5. Will new arrivals contribute?
Buffalo made some roster additions this week mainly on the defensive side of the ball. The Bills executed a trade to acquire veteran CB Rasul Douglas from the Green Bay Packers at the trade deadline. Douglas has been a big-time playmaker with 10 interceptions in his last 26 games played.
Buffalo also signed veteran free agent defensive tackle, Linval Joseph to fortify their run front as the Bills yards per carry allowed has been languishing near the bottom of the league.
"He's a veteran and experienced player," said head coach Sean McDermott of Joseph. "From the reports we've received he's a high-character player, a leader. He's certainly a big man and the line of scrimmage is important."
Both players did not reach the practice field until Thursday, but head coach Sean McDermott did not rule out the possibility of both being active on Sunday night.

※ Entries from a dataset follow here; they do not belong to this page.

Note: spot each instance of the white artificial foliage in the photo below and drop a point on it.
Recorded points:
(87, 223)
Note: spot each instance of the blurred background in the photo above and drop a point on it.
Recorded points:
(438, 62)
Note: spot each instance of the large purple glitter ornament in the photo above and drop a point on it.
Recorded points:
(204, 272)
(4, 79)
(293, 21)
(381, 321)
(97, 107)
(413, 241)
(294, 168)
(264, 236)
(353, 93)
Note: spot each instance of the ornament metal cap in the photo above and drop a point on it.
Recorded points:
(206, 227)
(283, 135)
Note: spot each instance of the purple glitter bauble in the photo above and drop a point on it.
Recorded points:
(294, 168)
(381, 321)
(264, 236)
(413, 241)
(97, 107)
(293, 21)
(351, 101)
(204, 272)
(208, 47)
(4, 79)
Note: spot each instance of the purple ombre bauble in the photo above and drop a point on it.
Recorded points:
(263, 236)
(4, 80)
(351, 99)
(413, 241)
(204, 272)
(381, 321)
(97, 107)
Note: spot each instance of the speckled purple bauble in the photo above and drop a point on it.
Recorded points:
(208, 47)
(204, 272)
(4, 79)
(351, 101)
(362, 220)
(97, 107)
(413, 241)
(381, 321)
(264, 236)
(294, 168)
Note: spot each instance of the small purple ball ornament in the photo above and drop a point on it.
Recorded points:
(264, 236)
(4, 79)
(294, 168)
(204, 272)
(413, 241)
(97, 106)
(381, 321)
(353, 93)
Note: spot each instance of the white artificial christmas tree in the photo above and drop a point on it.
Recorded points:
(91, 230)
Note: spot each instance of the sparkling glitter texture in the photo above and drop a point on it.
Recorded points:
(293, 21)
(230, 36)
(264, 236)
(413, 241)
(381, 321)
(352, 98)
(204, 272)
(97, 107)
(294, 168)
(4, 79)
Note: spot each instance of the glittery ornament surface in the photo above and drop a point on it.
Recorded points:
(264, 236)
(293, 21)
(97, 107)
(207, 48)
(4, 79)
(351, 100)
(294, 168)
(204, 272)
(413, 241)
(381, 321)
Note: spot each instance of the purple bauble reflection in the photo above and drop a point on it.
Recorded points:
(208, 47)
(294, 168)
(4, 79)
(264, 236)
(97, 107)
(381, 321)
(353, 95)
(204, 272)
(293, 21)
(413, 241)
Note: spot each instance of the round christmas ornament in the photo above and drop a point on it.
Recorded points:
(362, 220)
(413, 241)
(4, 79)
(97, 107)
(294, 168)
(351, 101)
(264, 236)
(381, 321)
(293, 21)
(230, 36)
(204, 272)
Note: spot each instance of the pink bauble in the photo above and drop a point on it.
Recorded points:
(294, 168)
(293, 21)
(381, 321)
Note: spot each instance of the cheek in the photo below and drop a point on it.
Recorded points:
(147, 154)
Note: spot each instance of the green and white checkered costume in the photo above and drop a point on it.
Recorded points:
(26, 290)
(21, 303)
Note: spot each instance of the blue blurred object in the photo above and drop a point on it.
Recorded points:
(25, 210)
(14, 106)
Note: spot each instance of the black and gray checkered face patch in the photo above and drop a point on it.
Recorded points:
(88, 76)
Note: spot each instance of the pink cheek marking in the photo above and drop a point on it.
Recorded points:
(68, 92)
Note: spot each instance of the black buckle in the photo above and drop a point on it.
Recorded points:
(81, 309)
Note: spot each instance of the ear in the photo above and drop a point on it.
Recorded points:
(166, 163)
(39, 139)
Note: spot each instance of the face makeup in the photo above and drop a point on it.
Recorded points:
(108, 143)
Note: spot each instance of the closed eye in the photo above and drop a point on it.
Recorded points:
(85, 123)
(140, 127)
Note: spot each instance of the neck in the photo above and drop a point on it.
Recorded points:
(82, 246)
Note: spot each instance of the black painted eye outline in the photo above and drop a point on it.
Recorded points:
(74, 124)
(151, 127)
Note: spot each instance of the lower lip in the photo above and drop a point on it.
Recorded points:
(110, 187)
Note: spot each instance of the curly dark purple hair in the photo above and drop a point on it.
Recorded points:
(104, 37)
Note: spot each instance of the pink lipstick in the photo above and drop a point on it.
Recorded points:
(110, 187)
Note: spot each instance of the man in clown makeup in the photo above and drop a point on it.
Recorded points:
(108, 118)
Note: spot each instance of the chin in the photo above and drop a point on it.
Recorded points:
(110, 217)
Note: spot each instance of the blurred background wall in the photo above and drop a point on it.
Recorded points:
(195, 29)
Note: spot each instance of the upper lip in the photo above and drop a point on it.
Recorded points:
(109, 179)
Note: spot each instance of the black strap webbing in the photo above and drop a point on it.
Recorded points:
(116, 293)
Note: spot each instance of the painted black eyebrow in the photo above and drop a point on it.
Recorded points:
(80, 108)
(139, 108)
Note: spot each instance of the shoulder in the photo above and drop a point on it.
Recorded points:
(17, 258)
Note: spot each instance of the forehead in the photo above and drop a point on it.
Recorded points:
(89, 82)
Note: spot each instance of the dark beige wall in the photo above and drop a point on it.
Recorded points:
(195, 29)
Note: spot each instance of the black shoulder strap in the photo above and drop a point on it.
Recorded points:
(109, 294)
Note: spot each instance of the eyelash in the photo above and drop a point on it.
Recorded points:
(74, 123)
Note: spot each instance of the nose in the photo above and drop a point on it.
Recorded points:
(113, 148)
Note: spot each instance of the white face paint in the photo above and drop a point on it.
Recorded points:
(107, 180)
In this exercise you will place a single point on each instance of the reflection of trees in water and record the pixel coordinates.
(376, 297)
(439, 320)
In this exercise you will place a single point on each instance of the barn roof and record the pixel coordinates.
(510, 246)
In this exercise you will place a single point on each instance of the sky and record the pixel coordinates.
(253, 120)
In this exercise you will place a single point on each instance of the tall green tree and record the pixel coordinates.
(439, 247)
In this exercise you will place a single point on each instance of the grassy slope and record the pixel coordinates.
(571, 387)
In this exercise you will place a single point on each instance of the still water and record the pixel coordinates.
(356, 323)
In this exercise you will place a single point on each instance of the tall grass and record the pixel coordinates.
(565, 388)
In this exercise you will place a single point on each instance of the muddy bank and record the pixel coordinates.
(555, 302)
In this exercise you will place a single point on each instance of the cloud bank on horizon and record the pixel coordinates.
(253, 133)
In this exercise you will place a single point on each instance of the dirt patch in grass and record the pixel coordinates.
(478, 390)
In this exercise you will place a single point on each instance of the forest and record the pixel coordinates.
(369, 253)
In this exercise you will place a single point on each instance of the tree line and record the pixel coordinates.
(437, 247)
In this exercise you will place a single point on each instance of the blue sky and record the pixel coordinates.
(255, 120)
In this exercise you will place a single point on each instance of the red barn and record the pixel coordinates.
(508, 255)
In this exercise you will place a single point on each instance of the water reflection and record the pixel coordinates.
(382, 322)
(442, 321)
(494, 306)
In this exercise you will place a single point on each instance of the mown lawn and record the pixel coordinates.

"It is within the realm of possibility. We'll have to see how it goes through the practice week and take it a day at a time," McDermott said. "The biggest thing is first are they healthy to play a game and then beyond that is adapting to the system and the terminology. They're both experienced players, so they've probably done systematically everything that we do because they've been with multiple teams, so it's just a matter of knowing the terminology."
After his first full day of practice Douglas said he has not yet received word on the likelihood of him being active Sunday night in Cincinnati.
"They haven't told me whether I'm playing or not," said Douglas. "So, I don't know when they will tell me but I'm going to prepare and practice like I'm out there starting."
Buffalo also added free agent running back Leonard Fournette to their practice squad. Fournette admitted the passing concepts in the Bills offense are brand new to him and it will likely take him two to four weeks to get a handle on everything.